Трансляция имела мало общего с реальностью. Поток картинок пошел волнами, очистился и внезапно переключился в оттенки серого, а черные полосы в медленном тошнотворном ритме покатились сверху вниз в поле зрения Эшманна. Даже опытному пользователю трудно было бы удержаться от дурноты. Но затем возникла вполне отчетливая фигура Вика Серотонина: футах в восьми от Эшманна Вик, в габардиновой куртке и сбитой на затылок кепке, прокладывал себе дорогу через Лонг-бар в кафе «Прибой», пока люди в толпе лихорадочно дергались или неслись куда-то, словно в ускоренном повторе, – могло показаться, что они на ином плане бытия.
– Такое впечатление, – сказал Эшманн, раздраженно качая головой, будто в попытках кого-то переубедить, – что он кого-то там ждал. – Его взгляд фокусировался на одном и том же месте в пустой комнате, терял фокус, снова находил. Люди часто так пытаются повысить качество входящей картинки. Жмурятся, постукивают пальцем по виску над глазом: обычная машинальная реакция, но это никогда не приносит эффекта.
– Вы смотрите с того же ракурса, что и я? – возбужденно спросила ассистентка. – Примерно с уровня пояса? И там, справа от барной стойки, женщина в красном платье?
– Да, я это вижу.
– И вот он. Вы его видите? Он говорил, что в жизни не слышал про кафе «Прибой», но вот он там. Именно этого-то нам и было нужно!

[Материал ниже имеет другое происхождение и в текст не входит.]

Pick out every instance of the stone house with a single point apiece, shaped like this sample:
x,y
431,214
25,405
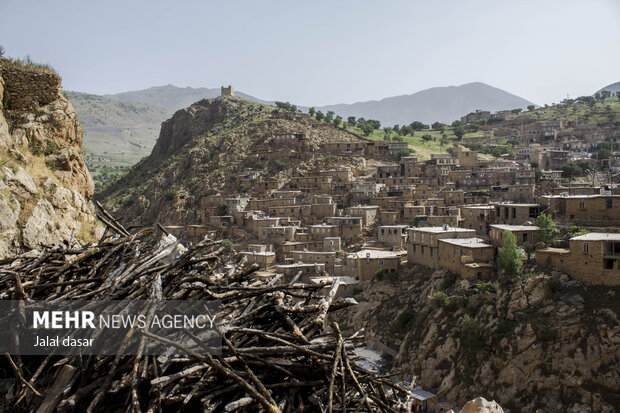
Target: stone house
x,y
265,259
586,210
477,217
515,214
364,264
367,212
592,258
326,258
423,243
523,233
467,257
392,235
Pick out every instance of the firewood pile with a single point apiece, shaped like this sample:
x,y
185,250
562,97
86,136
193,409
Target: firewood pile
x,y
280,352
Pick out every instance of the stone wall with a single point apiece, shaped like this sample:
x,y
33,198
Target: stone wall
x,y
28,88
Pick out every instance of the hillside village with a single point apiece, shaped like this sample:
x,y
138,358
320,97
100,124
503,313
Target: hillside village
x,y
449,212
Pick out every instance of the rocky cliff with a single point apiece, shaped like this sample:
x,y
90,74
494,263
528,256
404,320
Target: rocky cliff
x,y
201,150
541,342
45,188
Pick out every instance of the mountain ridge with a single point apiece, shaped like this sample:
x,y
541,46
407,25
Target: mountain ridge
x,y
442,103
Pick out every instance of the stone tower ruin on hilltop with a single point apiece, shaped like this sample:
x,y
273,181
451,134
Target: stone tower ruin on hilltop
x,y
227,91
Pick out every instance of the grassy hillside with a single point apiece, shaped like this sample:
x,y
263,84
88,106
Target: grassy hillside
x,y
117,134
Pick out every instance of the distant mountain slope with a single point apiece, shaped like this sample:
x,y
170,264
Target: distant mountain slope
x,y
117,127
613,88
444,104
175,98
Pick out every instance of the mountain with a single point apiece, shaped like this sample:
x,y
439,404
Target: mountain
x,y
613,88
45,187
444,104
117,127
175,98
205,148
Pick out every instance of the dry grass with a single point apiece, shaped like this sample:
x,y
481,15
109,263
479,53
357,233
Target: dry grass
x,y
28,64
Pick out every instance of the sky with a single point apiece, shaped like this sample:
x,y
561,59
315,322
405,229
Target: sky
x,y
322,52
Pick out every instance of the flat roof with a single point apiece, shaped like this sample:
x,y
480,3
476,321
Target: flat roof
x,y
515,227
598,236
393,226
466,242
581,196
476,206
512,204
373,254
441,229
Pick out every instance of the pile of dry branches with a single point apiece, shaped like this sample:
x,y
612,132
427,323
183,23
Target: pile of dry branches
x,y
279,352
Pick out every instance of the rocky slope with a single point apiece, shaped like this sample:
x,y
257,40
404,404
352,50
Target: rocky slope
x,y
45,188
202,149
174,98
115,129
541,343
444,104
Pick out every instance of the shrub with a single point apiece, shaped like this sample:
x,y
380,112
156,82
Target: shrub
x,y
504,327
509,257
554,284
485,287
171,194
441,300
469,332
448,281
227,246
405,318
379,275
546,333
392,276
278,165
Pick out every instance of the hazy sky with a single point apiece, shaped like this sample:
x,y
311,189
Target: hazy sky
x,y
322,52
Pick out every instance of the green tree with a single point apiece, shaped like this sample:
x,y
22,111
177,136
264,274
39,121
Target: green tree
x,y
509,257
529,249
418,125
366,128
547,231
387,132
571,170
459,131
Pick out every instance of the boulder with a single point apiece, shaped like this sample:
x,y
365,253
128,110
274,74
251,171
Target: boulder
x,y
481,405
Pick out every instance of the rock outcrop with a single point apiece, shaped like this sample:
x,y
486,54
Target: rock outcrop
x,y
481,405
203,148
541,341
45,187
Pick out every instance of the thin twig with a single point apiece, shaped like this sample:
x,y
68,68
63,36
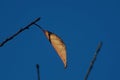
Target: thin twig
x,y
93,60
18,32
38,73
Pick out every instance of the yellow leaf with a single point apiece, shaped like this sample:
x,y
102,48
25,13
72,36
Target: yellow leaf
x,y
58,45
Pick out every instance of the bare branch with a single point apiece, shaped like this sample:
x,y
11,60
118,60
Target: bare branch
x,y
93,60
18,32
38,73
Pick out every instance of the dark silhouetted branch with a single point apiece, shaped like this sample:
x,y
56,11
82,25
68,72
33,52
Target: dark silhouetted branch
x,y
38,73
93,60
21,30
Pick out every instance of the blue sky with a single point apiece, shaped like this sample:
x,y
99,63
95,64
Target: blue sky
x,y
80,23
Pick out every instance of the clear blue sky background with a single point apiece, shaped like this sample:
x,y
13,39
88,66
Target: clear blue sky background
x,y
80,23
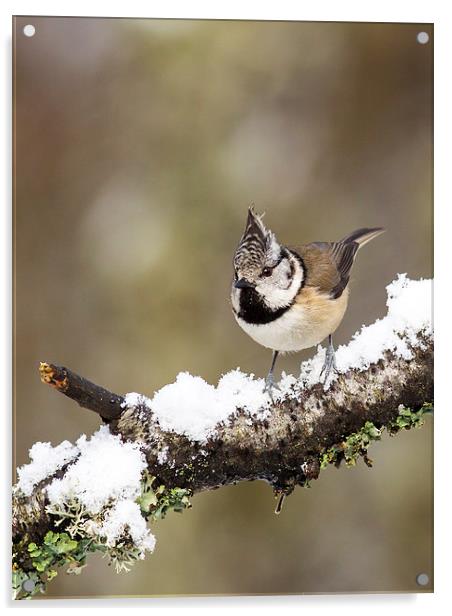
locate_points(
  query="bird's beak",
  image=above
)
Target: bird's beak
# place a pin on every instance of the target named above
(243, 284)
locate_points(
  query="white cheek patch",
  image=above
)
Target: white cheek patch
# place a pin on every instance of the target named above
(275, 295)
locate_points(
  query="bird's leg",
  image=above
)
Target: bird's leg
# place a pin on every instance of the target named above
(330, 360)
(269, 383)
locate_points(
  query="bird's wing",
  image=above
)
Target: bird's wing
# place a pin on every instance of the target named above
(328, 265)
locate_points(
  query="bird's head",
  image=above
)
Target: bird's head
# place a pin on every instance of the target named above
(265, 266)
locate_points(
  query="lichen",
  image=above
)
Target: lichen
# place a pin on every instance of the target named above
(357, 443)
(76, 533)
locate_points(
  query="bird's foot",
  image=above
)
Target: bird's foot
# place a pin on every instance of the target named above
(270, 386)
(329, 364)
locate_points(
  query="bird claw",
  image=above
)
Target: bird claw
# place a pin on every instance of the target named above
(329, 364)
(270, 385)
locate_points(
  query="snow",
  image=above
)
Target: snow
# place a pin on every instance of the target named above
(106, 472)
(45, 460)
(105, 479)
(192, 407)
(125, 517)
(133, 400)
(106, 469)
(409, 312)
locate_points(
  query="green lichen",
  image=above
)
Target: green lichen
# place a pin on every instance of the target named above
(35, 564)
(56, 550)
(407, 418)
(357, 443)
(157, 500)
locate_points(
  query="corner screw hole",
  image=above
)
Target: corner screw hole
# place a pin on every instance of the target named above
(29, 30)
(422, 579)
(423, 38)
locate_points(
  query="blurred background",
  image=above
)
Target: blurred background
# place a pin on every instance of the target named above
(139, 145)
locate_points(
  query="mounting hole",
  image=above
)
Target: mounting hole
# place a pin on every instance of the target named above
(28, 586)
(423, 38)
(29, 30)
(422, 579)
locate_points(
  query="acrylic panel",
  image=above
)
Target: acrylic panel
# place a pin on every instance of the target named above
(145, 152)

Эшманн не испытывал подобной уверенности. Он попросил ее закрыть канал, а когда зрение вернулось к норме, произнес:
– Я вижу только мужчину, который зашел выпить в бар. Будь это незаконно, мы бы все уже торчали в орбитальной исправительной колонии. Куда Вик направился потом?
– Неизвестно.
– Это полезная информация.
– Если посмотрите всю запись, то там серьезный сбой примерно на двести восьмидесятой секунде, и они все отключили, чтобы его исправить.
Эшманн поблагодарил ее за картинки.
– А теперь ступай домой, – посоветовал он. – Поспи немного. Нам нужно будет многое обдумать.
Он потер глаза и оглядел комнату, где умерла его жена. Он знал, что останется здесь до утра, полулежа на грязном желтом подлокотнике кресла, в окружении ее вещей. Он будет слышать, как она спрашивает, что сегодня за день, и предлагает ему выпивку. Он проводил здесь больше времени, чем готов был признаться ассистентке, и тосковал по жене сильнее, чем готов был признаться себе.
* * *
Что-то в ролике из кафе «Прибой» привлекло внимание Эшманна, но трудно было понять, что именно. Вечером следующего дня, когда он сидел в Лонг-баре и слушал джазовый дуэт, за соседний столик села девушка и заказала коктейль под названием «Девяностопроцентный неон». Он ее сперва принял за Мону: в красном облегающем вечернем платье и туфлях того же цвета с высоченными каблуками, похожа на Мэрилин Монро.
– Я вас здесь видел, – произнес Эшманн.
Она наклонилась к нему. Попросила спичку; верхняя часть туловища чуть перегнулась в поясе, голова отведена назад так, что все тело выгодно закутано в пелену шелка, джаза и света под «ЖИВОЙ МУЗЫКОЙ ВЕСЬ ВЕЧЕР». Ей только фоторамки из полированного алюминия не хватало до культового образа, одновременно нереального и запоминающегося. Он видел это платье на картинках с нанокамер, в ролике с Виком Серотонином. И что еще важнее, видел его четырнадцать дней назад, когда девушка выбрела, спотыкаясь, из туалета в кафе «Прибой», такая дезориентированная неоновыми огнями и музыкой, словно сегодня на свет родилась. Ее по-прежнему окружала аура недооформленности, лабильности. Улыбалась она несмело, но платьем обещала многое.